Table 9: Cost evaluation of producing broilers with varying inclusion levels of MOLM in replacement for SBM

The study showed that there were significant differences (p<0.05) amongst treatments in feed cost per kg weight gain, gross profit, profit, percentage return on investment and economic efficiency.

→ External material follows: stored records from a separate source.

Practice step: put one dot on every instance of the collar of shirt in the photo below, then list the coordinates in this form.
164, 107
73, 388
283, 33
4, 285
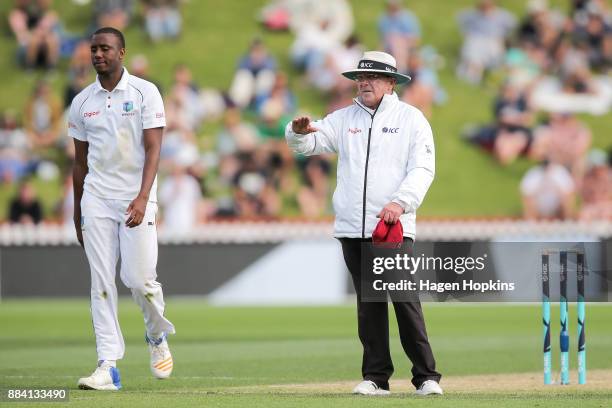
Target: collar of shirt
122, 85
388, 100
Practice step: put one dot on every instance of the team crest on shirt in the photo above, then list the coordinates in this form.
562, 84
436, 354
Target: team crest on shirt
128, 108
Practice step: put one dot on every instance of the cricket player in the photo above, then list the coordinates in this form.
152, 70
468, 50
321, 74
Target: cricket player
117, 124
386, 163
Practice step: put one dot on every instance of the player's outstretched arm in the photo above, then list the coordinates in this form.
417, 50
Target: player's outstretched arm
152, 145
302, 125
79, 172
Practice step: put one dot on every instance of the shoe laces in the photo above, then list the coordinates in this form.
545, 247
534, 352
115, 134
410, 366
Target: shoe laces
159, 351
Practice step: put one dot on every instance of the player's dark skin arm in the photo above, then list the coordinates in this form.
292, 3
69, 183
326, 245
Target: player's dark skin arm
79, 171
152, 143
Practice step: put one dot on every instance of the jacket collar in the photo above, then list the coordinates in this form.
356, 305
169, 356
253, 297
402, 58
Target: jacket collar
121, 85
387, 101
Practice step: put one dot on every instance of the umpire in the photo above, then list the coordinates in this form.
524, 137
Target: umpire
386, 163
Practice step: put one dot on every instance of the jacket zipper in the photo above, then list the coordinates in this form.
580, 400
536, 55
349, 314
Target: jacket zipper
365, 176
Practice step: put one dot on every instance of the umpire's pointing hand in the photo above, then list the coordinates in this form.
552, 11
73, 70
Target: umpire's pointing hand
302, 126
135, 212
391, 213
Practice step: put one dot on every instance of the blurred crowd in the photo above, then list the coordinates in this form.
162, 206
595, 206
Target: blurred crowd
552, 67
245, 170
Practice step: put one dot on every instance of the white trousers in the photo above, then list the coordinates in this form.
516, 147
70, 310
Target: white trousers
106, 237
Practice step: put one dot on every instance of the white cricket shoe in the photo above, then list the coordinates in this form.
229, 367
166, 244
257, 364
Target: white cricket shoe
368, 387
106, 378
161, 359
429, 387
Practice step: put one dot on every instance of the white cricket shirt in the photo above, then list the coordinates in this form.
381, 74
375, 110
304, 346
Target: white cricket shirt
112, 123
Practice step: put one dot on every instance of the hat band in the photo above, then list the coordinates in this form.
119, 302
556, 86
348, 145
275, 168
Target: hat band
380, 66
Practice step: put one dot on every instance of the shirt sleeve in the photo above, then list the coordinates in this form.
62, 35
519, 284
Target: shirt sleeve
76, 127
324, 140
153, 114
420, 169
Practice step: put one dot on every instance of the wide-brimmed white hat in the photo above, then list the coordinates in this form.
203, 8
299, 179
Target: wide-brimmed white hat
377, 62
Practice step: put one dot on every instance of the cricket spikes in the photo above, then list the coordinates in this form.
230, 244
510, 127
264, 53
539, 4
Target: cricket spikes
161, 359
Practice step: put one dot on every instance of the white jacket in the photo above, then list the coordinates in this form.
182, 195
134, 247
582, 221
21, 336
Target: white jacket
384, 155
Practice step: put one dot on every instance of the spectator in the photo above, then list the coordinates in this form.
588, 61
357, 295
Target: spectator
180, 196
184, 106
567, 140
541, 26
400, 32
548, 192
139, 66
485, 30
43, 116
597, 189
510, 136
324, 71
254, 76
78, 72
598, 35
14, 149
162, 18
253, 195
36, 28
25, 208
313, 196
112, 13
280, 95
424, 88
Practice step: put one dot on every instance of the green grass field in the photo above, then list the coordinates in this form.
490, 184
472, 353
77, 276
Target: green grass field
216, 34
300, 356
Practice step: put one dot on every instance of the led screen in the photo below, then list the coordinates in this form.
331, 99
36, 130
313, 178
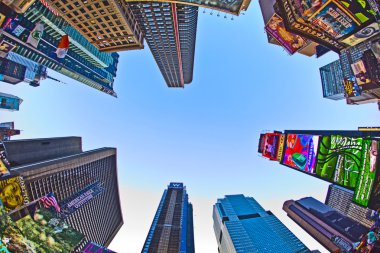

Feed cost per kg weight gain increased with increasing inclusion level of MOLM. Gross profit reduced with increasing level of MOLM. Profit also reduced with increasing level of MOLM. Economic efficiency reduced with increasing level of MOLM and percentage return on investment also reduced with increasing level of MOLM. This could be due to the poor utilization of (MOLM) because of the presence of the antinutritional factors in it. The finding of this research does not agree with Abel et al. [19], who reported that there was reduced feed cost per kg weight gain when an alternative feed ingredient was used in place of conventional feedstuffs. This however may be true if anti nutrient factors are removed from such alternative ingredients or if the levels of inclusions are not high enough to affect growth.

Conclusion and Recommendation

The findings of this study showed that average daily weight gain, average daily feed intake, feed conversion ratio and feed efficiency were negatively affected with increasing inclusion levels of MOLM. The study also showed that using MOLM to replace soyabean at 15, 30 and 45% in broiler diet did not reduce the cost of production. Thus, MOLM may not be recommended in the diet of broiler at those levels of replacement for soyabean (15%, 30% and 45%) for reduced cost and optimum growth rate, but it can be used in lesser percentage to reduce mortality in broiler production since mortality was not recorded during this experiment.